Published: June 22nd, 2021



1Department of Surgery, University Medical Center Schleswig-Holstein, 2Institute of Medical and Marine Biotechnology, University of Lübeck, 3Fraunhofer Research and Development Center for Marine and Cellular Biotechnology, 4Institute for Surgical Pathology, Medical Center - University of Freiburg, Faculty of Medicine, University of Freiburg, 5Tumorbank Comprehensive Cancer Center Freiburg, Medical Center - University of Freiburg, 6Core Facility Histopathology and Digital Pathology Freiburg, Medical Center - University of Freiburg

This protocol describes the preparation of organotypic slice cultures (OTSCs). This technique facilitates the ex vivo cultivation of intact multicellular tissue. OTSCs can be used immediately to test for their respective response to drugs in a multicellular environment.

Realistic preclinical models of primary pancreatic cancer and metastasis are urgently needed to test the therapy response ex vivo and facilitate personalized patient treatment.
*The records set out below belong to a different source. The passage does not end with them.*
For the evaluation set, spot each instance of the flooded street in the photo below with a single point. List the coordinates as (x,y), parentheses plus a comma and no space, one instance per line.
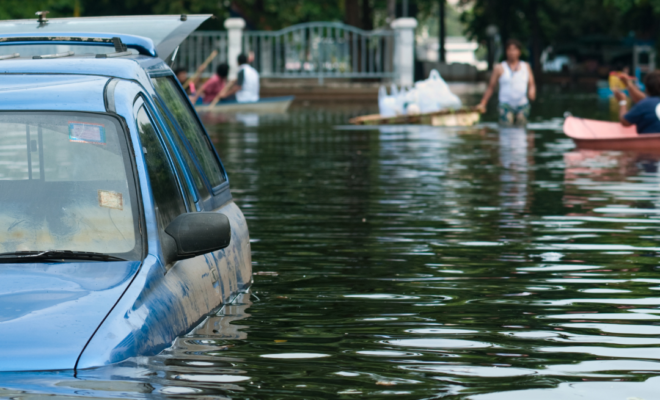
(421,262)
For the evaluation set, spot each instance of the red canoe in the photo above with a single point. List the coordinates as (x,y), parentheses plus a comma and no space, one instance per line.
(603,135)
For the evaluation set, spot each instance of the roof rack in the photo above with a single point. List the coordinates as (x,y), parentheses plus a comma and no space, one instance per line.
(56,55)
(115,54)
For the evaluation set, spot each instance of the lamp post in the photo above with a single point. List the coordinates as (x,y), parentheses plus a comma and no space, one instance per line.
(442,53)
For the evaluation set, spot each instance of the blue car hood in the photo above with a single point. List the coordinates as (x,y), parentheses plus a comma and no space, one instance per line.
(48,312)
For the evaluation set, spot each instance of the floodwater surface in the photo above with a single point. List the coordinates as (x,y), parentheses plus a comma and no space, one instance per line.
(419,262)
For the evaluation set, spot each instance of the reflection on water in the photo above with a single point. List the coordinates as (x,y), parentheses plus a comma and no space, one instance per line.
(420,262)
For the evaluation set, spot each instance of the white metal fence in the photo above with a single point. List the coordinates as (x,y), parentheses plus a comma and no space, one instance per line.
(316,50)
(197,47)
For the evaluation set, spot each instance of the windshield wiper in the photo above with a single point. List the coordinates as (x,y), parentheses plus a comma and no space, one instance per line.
(27,256)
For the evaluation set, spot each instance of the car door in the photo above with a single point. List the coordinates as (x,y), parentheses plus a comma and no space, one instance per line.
(168,187)
(184,126)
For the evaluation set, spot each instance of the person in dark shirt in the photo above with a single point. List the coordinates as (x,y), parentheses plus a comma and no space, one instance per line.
(645,115)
However, the absence of tumor-specific microenvironment in currently used models, e.g., patient-derived cell lines and xenografts, only allows limited predictive insights. Organotypic slice cultures (OTSCs) comprise intact multicellular tissue, which can be rapidly used for the spatially resolved drug response testing.

This protocol describes the generation and cultivation of viable tumor slices of pancreatic cancer and its metastasis. Briefly, tissue is casted in low melt agarose and stored in cold isotonic buffer. Next, tissue slices of 300 µm thickness are generated with a vibratome. After preparation, slices are cultured at an air-liquid interface using cell culture inserts and an appropriate cultivation medium. During cultivation, changes in cell differentiation and viability can be monitored. Additionally, this technique enables the application of treatment to viable human tumor tissue ex vivo and subsequent downstream analyses, such as transcriptome and proteome profiling.
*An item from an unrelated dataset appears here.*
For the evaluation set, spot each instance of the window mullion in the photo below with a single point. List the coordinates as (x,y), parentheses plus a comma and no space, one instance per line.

OTSCs provide a unique opportunity to test the individual treatment response ex vivo and identify individual transcriptomic and proteomic profiles associated with the respective response of distinct slices of a tumor. OTSCs can be further explored to identify therapeutic strategies to personalize treatment of primary pancreatic cancer and metastasis.
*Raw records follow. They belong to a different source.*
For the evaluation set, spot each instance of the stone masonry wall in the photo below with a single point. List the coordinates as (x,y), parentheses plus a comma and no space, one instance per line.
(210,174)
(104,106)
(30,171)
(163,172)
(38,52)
Existing preclinical models of pancreatic ductal adenocarcinoma (PDAC) and respective metastases are poor predictors of response to treatment in patients which is a major drawback in drug development and the identification of predictive biomarkers1. Although models such as patient-derived organoids and patient-derived xenografts are promising, their use remains limited2. Major limitations of these in vitro models are the lack of the tumor microenvironment and xenografting in non-human immunocompromised species. Especially in PDAC and its metastases, the tumor microenvironment has considerably gained interest ove....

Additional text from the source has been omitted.